When the UCOM ESRs Jingyu, Mandeep and Basil joined the project in the year 2019, they decided to implement outreach activities as Marie- Curie Ambassadors addressing university students. They wanted to introduce the students to the Marie Skłodowska-Curie Actions, and to inform them about the research work conducted by the UCOM consortium.
But in the year 2020, the restrictions related to the Covid-19 pandemic did not give the researchers the chance to implement this activity in-person. Instead, they arranged online events to achieve their purpose.

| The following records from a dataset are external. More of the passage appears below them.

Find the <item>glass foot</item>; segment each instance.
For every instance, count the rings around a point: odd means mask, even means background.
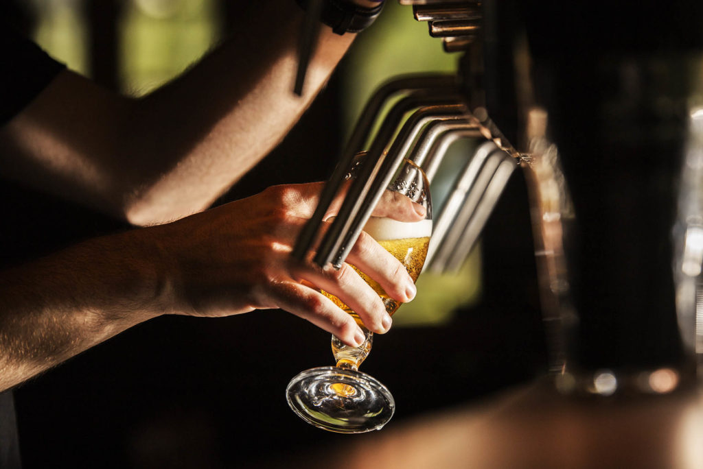
[[[336,366],[298,374],[288,383],[285,397],[308,423],[338,433],[380,430],[395,411],[390,391],[375,378]]]

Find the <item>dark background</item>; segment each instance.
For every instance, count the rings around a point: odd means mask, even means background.
[[[228,18],[236,3],[223,2]],[[12,6],[6,0],[0,4],[6,11]],[[86,5],[92,74],[116,88],[119,2]],[[30,27],[31,18],[24,21]],[[335,159],[328,155],[337,154],[342,143],[338,81],[333,78],[285,141],[220,202],[271,184],[327,177]],[[297,161],[305,157],[295,168],[288,164],[292,154]],[[0,191],[3,265],[130,229],[8,181]],[[388,428],[543,372],[527,200],[517,172],[484,232],[477,305],[457,312],[446,326],[396,328],[375,341],[363,369],[395,397]],[[165,317],[141,324],[15,390],[24,464],[268,468],[288,455],[373,437],[317,430],[288,408],[284,390],[291,377],[332,364],[328,343],[326,333],[278,310],[218,319]]]

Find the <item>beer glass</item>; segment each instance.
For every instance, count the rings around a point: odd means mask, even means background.
[[[425,218],[405,223],[372,216],[364,226],[364,231],[402,263],[414,282],[425,263],[432,233],[429,183],[423,170],[406,159],[387,190],[404,195],[423,206],[427,211]],[[357,272],[380,296],[388,314],[392,315],[400,303],[389,298],[376,282]],[[380,430],[393,416],[395,402],[387,388],[373,376],[359,371],[359,365],[371,350],[373,333],[339,299],[324,291],[323,293],[354,317],[363,331],[366,340],[359,347],[350,347],[333,336],[332,352],[336,366],[313,368],[298,374],[286,389],[288,405],[303,420],[323,430],[340,433]]]

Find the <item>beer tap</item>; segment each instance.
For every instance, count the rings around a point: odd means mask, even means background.
[[[473,138],[471,131],[448,132],[440,143],[446,152],[451,141]],[[438,154],[441,154],[440,152]],[[432,272],[456,272],[473,249],[517,160],[487,141],[479,146],[455,180],[453,187],[433,228],[426,268]]]
[[[323,217],[344,183],[345,175],[354,155],[363,149],[384,104],[392,97],[401,93],[406,96],[398,101],[389,112],[369,147],[368,157],[359,168],[359,177],[351,183],[339,213],[317,249],[314,261],[321,266],[333,260],[335,265],[341,266],[349,246],[356,241],[375,201],[387,185],[386,180],[392,176],[397,163],[407,152],[412,142],[412,140],[407,139],[410,135],[414,138],[419,132],[418,129],[413,133],[412,127],[405,126],[405,131],[401,130],[401,133],[405,136],[404,138],[406,140],[396,138],[394,142],[394,147],[392,145],[387,154],[385,152],[406,114],[423,106],[441,104],[454,105],[453,113],[460,113],[461,95],[456,76],[435,74],[401,77],[379,88],[367,103],[340,163],[323,189],[315,213],[298,237],[292,253],[294,259],[302,260],[306,256],[320,229]],[[415,119],[421,119],[421,115],[423,113]],[[392,157],[387,157],[389,154],[392,154]]]

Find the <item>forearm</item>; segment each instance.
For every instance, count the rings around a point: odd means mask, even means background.
[[[162,312],[140,243],[96,239],[0,273],[0,391]]]

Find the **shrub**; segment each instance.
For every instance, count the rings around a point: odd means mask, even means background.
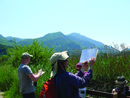
[[[16,45],[7,50],[7,55],[10,57],[10,63],[14,67],[18,67],[21,63],[21,55],[24,52],[28,52],[33,55],[29,65],[46,64],[48,58],[52,55],[53,48],[48,48],[47,46],[43,49],[43,43],[40,44],[38,40],[34,40],[32,45]]]

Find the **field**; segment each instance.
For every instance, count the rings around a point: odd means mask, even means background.
[[[7,55],[0,57],[0,91],[5,92],[5,98],[22,98],[17,70],[21,63],[21,54],[25,51],[34,56],[29,63],[33,73],[37,73],[40,68],[45,71],[45,74],[37,82],[36,98],[39,98],[43,83],[50,78],[51,64],[49,58],[53,54],[53,48],[45,47],[43,49],[42,44],[37,41],[27,46],[15,45],[12,49],[7,50]],[[115,80],[119,75],[123,75],[129,81],[130,56],[128,53],[129,51],[124,51],[118,54],[98,55],[93,66],[93,78],[87,89],[111,92],[116,87]],[[69,58],[68,72],[76,73],[75,66],[79,61],[80,53],[75,54]],[[130,83],[128,82],[127,85]]]

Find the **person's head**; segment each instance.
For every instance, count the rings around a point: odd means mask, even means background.
[[[56,52],[54,53],[51,58],[50,62],[52,64],[52,72],[51,72],[51,77],[54,77],[59,69],[65,70],[68,67],[68,52],[63,51],[63,52]]]
[[[123,76],[118,76],[115,82],[120,86],[124,86],[128,81]]]
[[[81,63],[77,63],[76,64],[76,70],[79,71],[82,68],[82,64]]]
[[[29,53],[27,52],[24,52],[21,56],[22,58],[22,63],[24,64],[28,64],[30,62],[30,57],[33,57],[33,55],[30,55]]]

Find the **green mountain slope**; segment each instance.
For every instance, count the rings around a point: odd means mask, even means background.
[[[14,39],[16,40],[16,42],[18,42],[18,41],[21,41],[21,40],[24,40],[24,39],[22,39],[22,38],[17,38],[17,37],[11,37],[11,36],[8,36],[8,37],[5,37],[7,40],[12,40],[12,41],[14,41]]]
[[[6,50],[8,48],[11,48],[11,46],[6,46],[6,45],[0,44],[0,55],[6,55],[7,54]]]
[[[40,43],[43,43],[44,46],[48,46],[49,48],[54,47],[55,51],[71,51],[75,49],[81,50],[79,44],[70,40],[62,32],[49,33],[37,39]],[[32,44],[33,40],[34,39],[25,39],[17,42],[17,44]]]
[[[95,47],[100,47],[100,46],[104,46],[103,43],[99,42],[99,41],[96,41],[96,40],[93,40],[91,38],[88,38],[88,37],[85,37],[79,33],[71,33],[71,34],[68,34],[68,36],[70,36],[70,38],[73,36],[75,38],[78,38],[80,41],[84,41],[85,43],[87,42],[88,45],[92,45],[94,44]],[[80,43],[80,41],[78,43]]]

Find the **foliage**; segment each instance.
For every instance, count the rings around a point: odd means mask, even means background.
[[[21,63],[21,55],[24,52],[28,52],[29,54],[33,55],[31,58],[30,65],[37,65],[37,64],[46,64],[48,62],[48,58],[52,55],[53,48],[45,47],[42,48],[43,44],[40,44],[38,40],[34,40],[31,45],[16,45],[11,49],[7,50],[7,55],[10,57],[10,63],[13,64],[14,67],[18,67]]]
[[[36,46],[36,47],[35,47]],[[42,85],[44,82],[46,82],[50,78],[51,73],[51,64],[49,62],[49,58],[52,55],[50,53],[52,49],[44,48],[43,51],[45,53],[42,54],[42,52],[35,52],[38,49],[40,50],[39,43],[37,41],[34,41],[32,45],[27,46],[15,46],[13,50],[8,51],[10,54],[8,54],[9,59],[7,62],[12,63],[12,58],[15,58],[15,56],[19,55],[19,58],[21,56],[21,53],[25,50],[29,52],[30,54],[33,54],[35,59],[31,59],[30,67],[33,71],[33,73],[37,73],[37,71],[42,68],[43,71],[45,71],[45,74],[43,74],[39,80],[37,81],[37,87],[36,87],[36,98],[39,98],[39,93],[42,89]],[[19,48],[20,49],[19,49]],[[30,48],[31,47],[31,48]],[[38,49],[37,49],[38,47]],[[16,48],[16,49],[15,49]],[[31,50],[31,49],[34,50]],[[25,50],[24,50],[25,49]],[[19,50],[19,51],[18,51]],[[34,52],[32,52],[34,51]],[[20,54],[17,54],[19,53]],[[117,85],[115,84],[115,80],[117,79],[117,76],[123,75],[128,81],[130,81],[130,56],[126,55],[129,51],[124,51],[122,53],[113,55],[113,51],[110,52],[110,54],[103,54],[98,55],[96,59],[96,63],[93,66],[93,78],[88,86],[88,89],[94,89],[99,90],[103,92],[111,92],[113,88],[115,88]],[[44,59],[39,57],[37,55],[38,53],[44,55]],[[76,73],[76,64],[79,62],[80,59],[80,53],[81,51],[74,50],[73,54],[69,58],[69,67],[67,69],[68,72]],[[17,55],[16,55],[17,54]],[[39,61],[36,60],[36,58],[39,58]],[[43,61],[44,62],[43,62]],[[36,63],[37,62],[37,63]],[[42,62],[42,63],[41,63]],[[20,64],[20,63],[19,63]],[[18,64],[18,65],[19,65]],[[18,67],[17,65],[17,67]],[[7,98],[22,98],[20,91],[19,91],[19,85],[18,85],[18,76],[17,76],[17,69],[15,69],[13,65],[1,65],[0,66],[0,90],[7,90],[6,96]],[[16,66],[15,66],[16,67]],[[8,69],[8,70],[7,70]],[[7,70],[6,72],[4,70]],[[3,77],[4,76],[4,77]],[[10,82],[11,81],[11,82]],[[8,88],[6,88],[8,85]],[[130,85],[130,83],[128,83]]]
[[[0,65],[0,91],[9,90],[14,80],[14,68],[11,65]]]

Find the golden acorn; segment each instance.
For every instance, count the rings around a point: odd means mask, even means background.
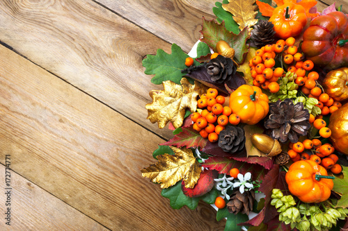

People have lengthy discussions upon the question: “If you replace an in-person activity with an online, can you expect to have a significant impact on your audience?” Let’s see how this applies to the implementation of an MSCA outreach activity by narrowing this question to “If an MSCA researcher replaces an in-person outreach activity with an online, can they expect to have a significant impact on their audience?” Jingyu, Mandeep and Basil would say “Yes, you can.” Because if you do not have a choice, due to the social distancing rules that apply worldwide nowadays, then your alternative would be: “No activity and no impact at all”.
Of course, if you will deliver a presentation online, then you will face some difficulties: The absence of the face-to-face human interaction tests the nerves of the presenter, and the lack of the audience’s reaction during the presentation can also be stressful for the speaker. But if you wait until the end of the online event to evaluate the impact you have on your audience, then you might be pleasantly surprised.
The ESRs had the chance to talk about things that were important for the specific audience, the UCOM research objectives and the funding opportunities offered by the European Commission to early stage researchers. They had to work hard before the event to design a presentation that would be suitable for their target audience; an ideal opportunity for the development of their communication skills. And yes, during their presentation they could not figure out if the people were listening or not, as is usually the case when you deliver a presentation online. But after the presentation, during the Q&A session, they were happy to receive a lot of questions that proved not only that their audience was listening, but also that the students found the information provided really useful. And they wanted to know more.
So, let’s imagine that you are a master’s student wondering whether you will pursue a PhD or not, or an early stage researcher looking for a research related job. Would you prefer to wait for an in-person event to find out which funding opportunities could help you make your next career move?